Immediately, a Luyten fell, two of its limbs blown off. It twitched and scrabbled on the pavement as if trying to right itself, then lay still.
“A pincer maneuver,” Oteri said, seeming to relish her role as the room’s military authority. “Perfect for this situation.”
“The Luyten had to know it was coming,” Ariel said. “Every human in the area is a set of eyes for them.”
“But what choice did they have?” Oliver said. “They could have hung back, chased the defenders around the city, but their best chance to destroy the production facility was to get there before—”
Wood shushed him. Oliver shut up.
A defender’s legs glowed red, then blackened. Writhing in agony it crashed to the ground, its head all but crushing a minivan as it landed. A second defender was firing blasts from its forearm-mounted weapon while pressing his other hand against a badly bleeding chest wound.
The humans continued to engage the Luyten, their fire tightly contained to avoid hitting defenders.
The Luyten were falling faster than Oliver could track; black blood was everywhere. Defenders pressed forward, spraying the Luyten with bullets, tearing them to shreds.

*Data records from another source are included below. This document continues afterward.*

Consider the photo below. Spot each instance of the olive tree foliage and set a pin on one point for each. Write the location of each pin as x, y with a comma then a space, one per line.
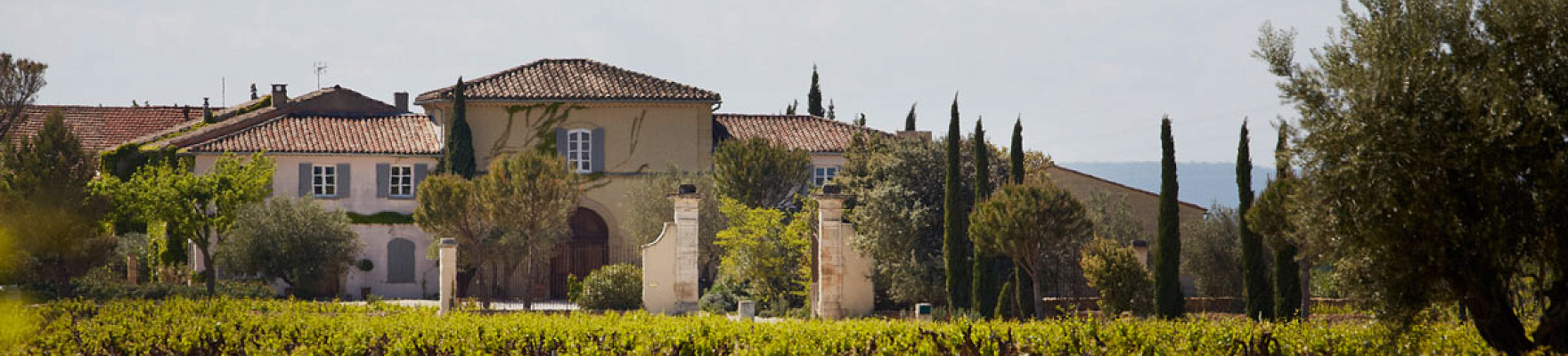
1433, 150
897, 211
47, 214
507, 222
294, 240
648, 209
447, 207
196, 207
529, 198
759, 173
767, 251
1123, 284
1211, 253
20, 78
1033, 224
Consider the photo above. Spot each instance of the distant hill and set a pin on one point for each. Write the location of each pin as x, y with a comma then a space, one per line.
1202, 182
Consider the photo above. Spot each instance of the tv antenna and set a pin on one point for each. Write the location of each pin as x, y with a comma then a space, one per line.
320, 66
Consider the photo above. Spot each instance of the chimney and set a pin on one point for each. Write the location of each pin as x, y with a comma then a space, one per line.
916, 135
400, 101
280, 96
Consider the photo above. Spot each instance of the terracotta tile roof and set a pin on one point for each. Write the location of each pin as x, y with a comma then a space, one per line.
311, 134
573, 80
105, 127
792, 131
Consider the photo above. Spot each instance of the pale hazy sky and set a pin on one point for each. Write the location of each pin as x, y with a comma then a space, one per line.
1090, 77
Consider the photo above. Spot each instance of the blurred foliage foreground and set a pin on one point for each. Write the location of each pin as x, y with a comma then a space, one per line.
274, 327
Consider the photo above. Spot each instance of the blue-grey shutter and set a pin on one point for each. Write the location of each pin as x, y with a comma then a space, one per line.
400, 261
344, 181
383, 179
598, 151
560, 143
305, 179
419, 176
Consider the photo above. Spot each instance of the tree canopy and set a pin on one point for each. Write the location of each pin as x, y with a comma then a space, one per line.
1433, 150
1031, 223
757, 173
294, 240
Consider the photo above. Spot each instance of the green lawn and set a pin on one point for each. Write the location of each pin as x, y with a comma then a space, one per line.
261, 327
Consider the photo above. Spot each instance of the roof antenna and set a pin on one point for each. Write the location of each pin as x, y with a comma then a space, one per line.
320, 66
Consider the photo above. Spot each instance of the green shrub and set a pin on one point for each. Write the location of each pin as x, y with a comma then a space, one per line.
614, 287
1122, 281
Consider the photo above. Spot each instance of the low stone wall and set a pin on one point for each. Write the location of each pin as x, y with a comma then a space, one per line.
1227, 304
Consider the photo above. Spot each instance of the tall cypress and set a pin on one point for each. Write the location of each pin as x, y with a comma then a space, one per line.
460, 140
1254, 271
814, 98
1287, 271
1021, 283
986, 270
1169, 302
955, 218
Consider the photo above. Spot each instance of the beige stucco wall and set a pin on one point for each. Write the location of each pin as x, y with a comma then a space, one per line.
361, 181
659, 273
375, 239
361, 199
1143, 206
672, 134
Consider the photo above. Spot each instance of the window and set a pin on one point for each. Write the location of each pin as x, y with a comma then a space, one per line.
823, 174
323, 181
579, 151
400, 181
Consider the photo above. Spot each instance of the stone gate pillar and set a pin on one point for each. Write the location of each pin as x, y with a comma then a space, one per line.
670, 263
844, 277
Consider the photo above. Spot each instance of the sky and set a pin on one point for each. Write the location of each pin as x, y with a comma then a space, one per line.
1090, 78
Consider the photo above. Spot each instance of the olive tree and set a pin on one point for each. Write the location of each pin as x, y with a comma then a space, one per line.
294, 240
1433, 150
1033, 224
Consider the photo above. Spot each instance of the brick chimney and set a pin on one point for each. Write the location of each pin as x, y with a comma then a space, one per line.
280, 96
400, 101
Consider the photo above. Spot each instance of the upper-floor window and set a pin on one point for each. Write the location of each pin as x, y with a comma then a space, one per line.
823, 174
400, 181
323, 181
579, 151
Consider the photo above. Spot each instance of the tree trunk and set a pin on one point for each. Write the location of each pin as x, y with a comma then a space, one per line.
1040, 289
1489, 304
1306, 289
208, 270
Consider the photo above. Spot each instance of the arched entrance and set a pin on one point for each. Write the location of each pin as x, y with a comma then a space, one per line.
584, 253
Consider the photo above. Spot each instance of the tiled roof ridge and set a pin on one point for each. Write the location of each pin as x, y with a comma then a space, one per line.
804, 117
444, 93
202, 146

Moving as one, the Luyten surged forward, storming the defenders’ position, trying to escape the trap they were in. The defenders fell back, letting them come. They waited until the Luyten were almost on top of them, then, shrieking, eyes wild, they attacked the Luyten close in, using their bladed limbs to slash Luyten open. The Luyten couldn’t match the giants in hand-to-hand combat, and had trouble firing weapons with the defenders so close; their heat guns roasted as many Luyten as defenders as they tried to repel the onslaught.
Within a few minutes, all of the Luyten lay dead. At least half the defenders—Oliver estimated sixty or seventy—were dead or wounded as well.
The war room had gone silent during the final battle, but now President Wood raised his face toward the ceiling and let out an undulating whoop, part Native American war cry, part coyote howl.
People exchanged hugs and high-fives, but only briefly, because there were eleven battles still raging, and not all were as clean and beautiful as Manhattan. London, especially, was a mess. Teams of Luyten had each defender surrounded, while other Luyten had penetrated the human defense perimeter. There were no cameras inside the facility, but it appeared the Luyten were already inside.
“What’s happening in London?” Oliver asked.
“They had only two platoons of defenders ready,” Ariel said. “It looks as if there were too many Luyten.”
“If the London facility is the only one we lose, this will be a very good day,” Wood said.